A reviewing court is precluded from setting aside the trial court’s findings of fact, absent a conclusion that the trial court committed manifest error. Arceneaux v. Domingue, 365 So.2d 1330 (La.1978). Where there is conflicting testimony, reasonable inferences of fact should not be disturbed, even when the appellate court may feel its own evaluations and inferences are as reasonable as the trial court’s. Rosell v. ESCO, 549 So.2d 840 (La.1989). “Where there are two permissible views of the evidence, the fact finder’s choice between them cannot be manifestly erroneous or clearly wrong.” Id., at 844.

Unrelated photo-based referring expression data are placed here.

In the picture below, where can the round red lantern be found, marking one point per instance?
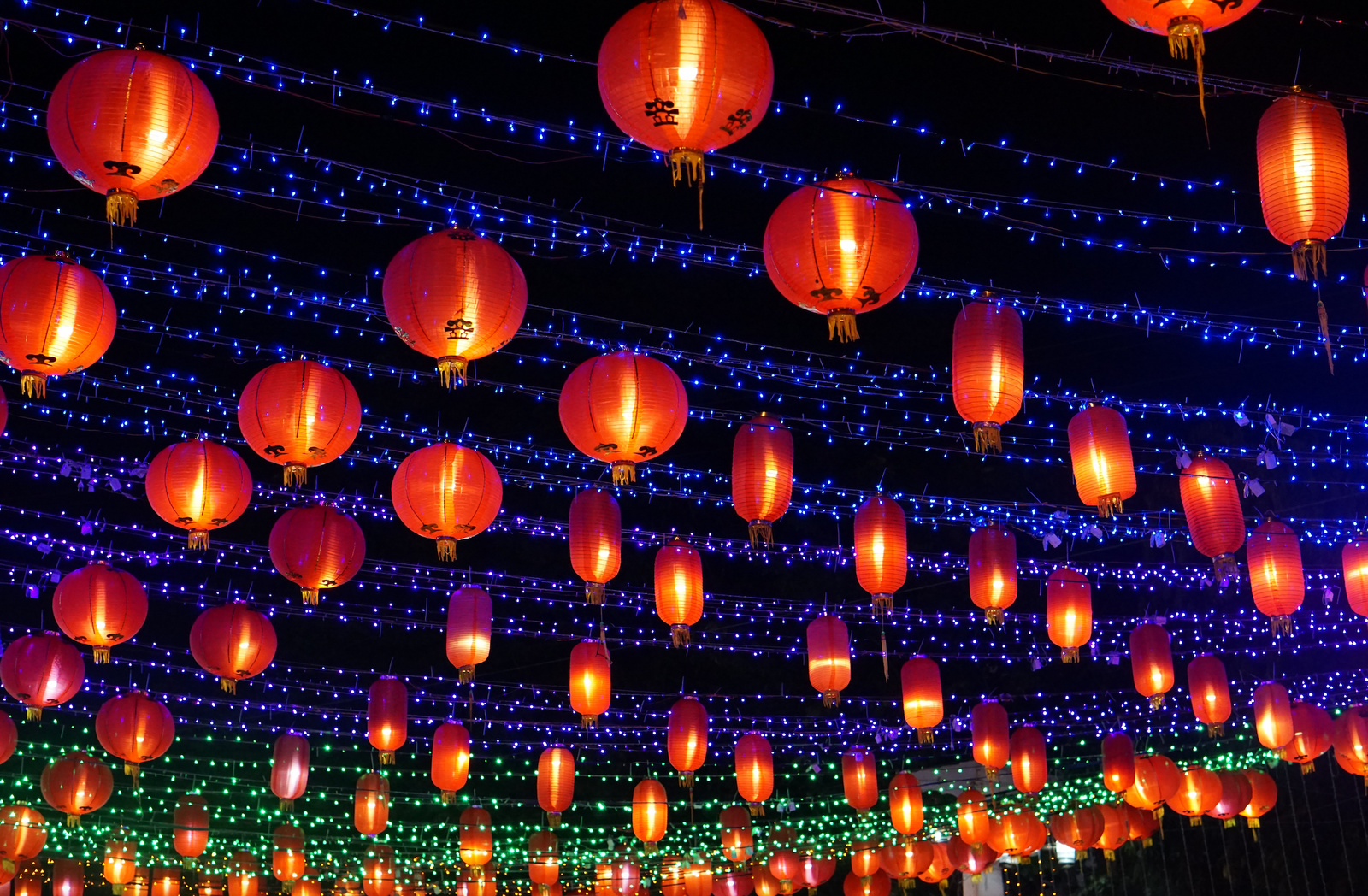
(1276, 572)
(763, 475)
(923, 704)
(298, 415)
(1105, 471)
(56, 318)
(687, 738)
(882, 551)
(1151, 663)
(622, 408)
(134, 728)
(1304, 177)
(592, 681)
(387, 717)
(198, 486)
(289, 769)
(469, 620)
(1069, 610)
(992, 571)
(100, 606)
(679, 588)
(1210, 690)
(595, 540)
(451, 758)
(75, 784)
(316, 547)
(41, 670)
(446, 492)
(859, 779)
(233, 642)
(754, 770)
(455, 296)
(1211, 504)
(840, 248)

After reviewing the record in its entirety, we cannot say that the trial court was manifestly erroneous in finding in favor of the defendant. Ms. Pevey’s testimony that she saw a dark, sticky substance on the floor after her fall directly contradicts the testimony of the other four witnesses who testified at trial, none of whom saw this substance. Moreover, it is reasonable to believe that if, in fact, there was a substance on the floor, then, as the trial court observed, it could have come from one of the drinks Ms. Pevey was carrying when she fell. For the foregoing reasons, the judgment of the trial court is hereby affirmed.
AFFIRMED.
. Testimony at trial revealed that Wal-Mart assigns one employee to continually walk the various areas of the store during his shift looking for spills or other potentially hazardous conditions. On the day in question, Mr. Andres was assigned to perform these duties.